If you and another person are playing a game like tic tac toe, and you have been keeping score on a scorecard, your opponent could change their scorecard and claim falsely that he/she won. With blockchain, it is as if there are multiple people writing down on their own scorecards what happened; coming to a consensus to verify that you are indeed the winner. If the majority of the scorecards say that you’ve won; however, your opponent is saying you lost, then you know that their scorecard isn’t true. The same can be said about blockchain with cryptocurrency. When people talk about mining Bitcoin, what they are essentially doing is verifying the transactions the same way the people in the example were checking their scorecards.
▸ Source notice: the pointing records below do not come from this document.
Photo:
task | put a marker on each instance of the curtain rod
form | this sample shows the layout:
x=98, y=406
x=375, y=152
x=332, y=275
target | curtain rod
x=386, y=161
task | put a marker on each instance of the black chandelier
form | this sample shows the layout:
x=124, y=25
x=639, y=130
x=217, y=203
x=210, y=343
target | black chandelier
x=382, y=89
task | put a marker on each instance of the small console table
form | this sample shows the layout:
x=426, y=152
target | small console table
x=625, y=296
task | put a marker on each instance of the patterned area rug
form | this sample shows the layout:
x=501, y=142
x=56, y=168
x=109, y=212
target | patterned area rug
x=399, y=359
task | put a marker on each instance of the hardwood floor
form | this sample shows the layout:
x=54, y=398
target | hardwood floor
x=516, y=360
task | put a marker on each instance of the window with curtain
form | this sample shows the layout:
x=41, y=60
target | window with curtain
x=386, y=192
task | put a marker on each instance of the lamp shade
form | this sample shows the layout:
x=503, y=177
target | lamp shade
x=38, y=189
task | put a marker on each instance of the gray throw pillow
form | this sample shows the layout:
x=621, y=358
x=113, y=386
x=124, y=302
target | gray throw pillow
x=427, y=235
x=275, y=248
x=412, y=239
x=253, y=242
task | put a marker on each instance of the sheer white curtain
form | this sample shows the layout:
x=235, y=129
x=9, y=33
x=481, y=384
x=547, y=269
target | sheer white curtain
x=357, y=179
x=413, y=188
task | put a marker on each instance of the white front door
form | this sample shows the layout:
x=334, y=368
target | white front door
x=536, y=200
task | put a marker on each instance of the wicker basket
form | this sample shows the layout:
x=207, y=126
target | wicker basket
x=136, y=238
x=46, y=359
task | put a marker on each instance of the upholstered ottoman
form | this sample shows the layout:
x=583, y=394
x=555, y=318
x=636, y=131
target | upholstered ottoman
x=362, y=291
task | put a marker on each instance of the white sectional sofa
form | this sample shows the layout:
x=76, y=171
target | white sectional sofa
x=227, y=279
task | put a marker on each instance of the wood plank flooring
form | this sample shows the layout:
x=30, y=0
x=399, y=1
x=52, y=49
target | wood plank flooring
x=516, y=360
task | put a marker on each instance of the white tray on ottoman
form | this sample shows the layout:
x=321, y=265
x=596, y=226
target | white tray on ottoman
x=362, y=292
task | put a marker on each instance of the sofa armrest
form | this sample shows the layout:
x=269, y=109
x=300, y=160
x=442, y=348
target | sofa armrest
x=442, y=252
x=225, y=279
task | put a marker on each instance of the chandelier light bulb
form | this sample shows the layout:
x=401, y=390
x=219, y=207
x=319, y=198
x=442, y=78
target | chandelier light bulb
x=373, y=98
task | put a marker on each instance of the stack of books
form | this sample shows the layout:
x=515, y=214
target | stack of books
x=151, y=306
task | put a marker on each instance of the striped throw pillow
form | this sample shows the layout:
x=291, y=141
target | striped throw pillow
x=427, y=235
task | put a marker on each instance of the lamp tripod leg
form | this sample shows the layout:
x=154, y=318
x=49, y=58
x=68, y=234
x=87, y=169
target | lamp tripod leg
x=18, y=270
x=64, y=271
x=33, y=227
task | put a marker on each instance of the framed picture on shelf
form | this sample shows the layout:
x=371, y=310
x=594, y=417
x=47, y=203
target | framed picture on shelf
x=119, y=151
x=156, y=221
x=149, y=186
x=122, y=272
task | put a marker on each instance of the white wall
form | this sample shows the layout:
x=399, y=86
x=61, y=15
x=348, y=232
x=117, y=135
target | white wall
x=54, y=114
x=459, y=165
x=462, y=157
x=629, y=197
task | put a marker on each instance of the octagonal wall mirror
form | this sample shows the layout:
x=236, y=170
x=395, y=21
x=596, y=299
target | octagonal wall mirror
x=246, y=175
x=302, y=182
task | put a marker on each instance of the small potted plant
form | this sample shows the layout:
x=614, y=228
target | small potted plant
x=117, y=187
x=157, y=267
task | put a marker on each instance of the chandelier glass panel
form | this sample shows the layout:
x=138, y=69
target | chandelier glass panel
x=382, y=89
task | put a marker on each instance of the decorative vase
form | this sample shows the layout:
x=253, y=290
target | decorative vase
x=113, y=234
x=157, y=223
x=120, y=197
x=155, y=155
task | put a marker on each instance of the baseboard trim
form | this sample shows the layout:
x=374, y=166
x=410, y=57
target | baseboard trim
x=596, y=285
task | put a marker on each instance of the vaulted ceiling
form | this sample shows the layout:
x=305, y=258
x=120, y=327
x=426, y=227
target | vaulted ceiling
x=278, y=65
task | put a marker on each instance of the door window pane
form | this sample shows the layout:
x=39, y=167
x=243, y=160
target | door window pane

This process is very secure because there are thousands of people mining and verifying the transactions by the minute. Nobody has been able to counterfeit bitcoin successfully on the bitcoin network. The only way to counterfeit and compromise the network is to take over 51% of the total mining power, which is almost impossible, given the tens of thousands of miners that there are in the world. The network rewards miners with bitcoin for verifying the transactions; thus, incentivizing the miners to continue mining and verifying.
Next, let’s talk about how you can go about buying and storing cryptocurrency. To get started with buying cryptocurrency, the first thing that you need to do is register on a cryptocurrency exchange that buys and sells crypto. Some of the safest crypto exchanges include Binance, Kraken, Coinbase, and Gemini. This is where you can connect your bank account or credit card to buy and sell cryptocurrency.
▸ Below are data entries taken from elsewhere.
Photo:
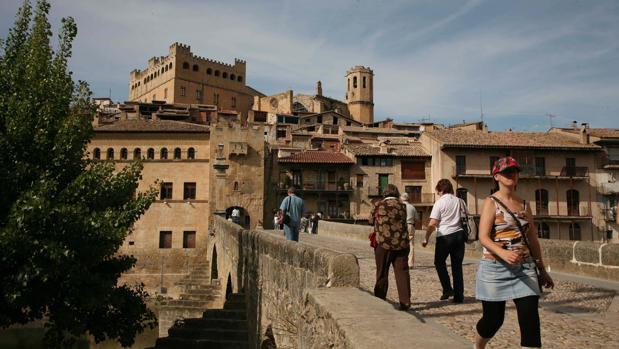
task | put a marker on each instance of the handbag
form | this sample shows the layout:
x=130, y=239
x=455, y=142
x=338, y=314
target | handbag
x=284, y=218
x=524, y=237
x=467, y=222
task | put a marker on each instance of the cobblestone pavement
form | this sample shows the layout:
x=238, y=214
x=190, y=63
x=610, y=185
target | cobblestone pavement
x=573, y=315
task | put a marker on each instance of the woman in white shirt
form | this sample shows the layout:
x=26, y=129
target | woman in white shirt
x=450, y=238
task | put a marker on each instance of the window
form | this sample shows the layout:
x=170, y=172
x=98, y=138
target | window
x=541, y=202
x=359, y=181
x=574, y=231
x=573, y=202
x=189, y=239
x=540, y=166
x=460, y=164
x=413, y=169
x=414, y=192
x=189, y=191
x=461, y=193
x=493, y=159
x=165, y=239
x=166, y=191
x=543, y=231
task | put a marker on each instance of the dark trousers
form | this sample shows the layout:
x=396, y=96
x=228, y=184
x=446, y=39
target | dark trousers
x=450, y=245
x=399, y=260
x=528, y=319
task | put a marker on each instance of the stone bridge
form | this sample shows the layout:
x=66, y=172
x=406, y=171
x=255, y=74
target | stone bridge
x=317, y=293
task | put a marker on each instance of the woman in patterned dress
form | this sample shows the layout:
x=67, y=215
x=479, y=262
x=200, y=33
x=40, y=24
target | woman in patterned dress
x=506, y=270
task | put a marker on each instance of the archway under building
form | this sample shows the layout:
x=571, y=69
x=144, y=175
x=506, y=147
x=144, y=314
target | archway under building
x=238, y=215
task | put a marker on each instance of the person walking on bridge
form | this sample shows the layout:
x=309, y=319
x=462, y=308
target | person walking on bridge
x=389, y=219
x=292, y=207
x=511, y=253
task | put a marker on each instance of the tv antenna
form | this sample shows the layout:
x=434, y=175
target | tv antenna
x=550, y=117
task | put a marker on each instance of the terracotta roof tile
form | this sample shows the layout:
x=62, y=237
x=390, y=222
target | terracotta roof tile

The next thing is a wallet. There is a unique set of numbers and letters that can be used to send and receive crypto on the networks. Every crypto has its own network and wallet address. You cannot send someone Ethereum to their Bitcoin wallet because the two are on different networks; you are only able to buy and sell Ethereum on its own unique Ethereum address. The exchanges automatically create a wallet for you, and you can easily make a storage wallet on your smart device or hard drive to safely store your crypto assets. Some even put their cryptocurrency into their own wallet because it is a much safer option than keeping it on an exchange, with the potential to be hacked. However, the downside to keeping it on a physical hard drive, or wallet, is that you could lose it or have it stolen.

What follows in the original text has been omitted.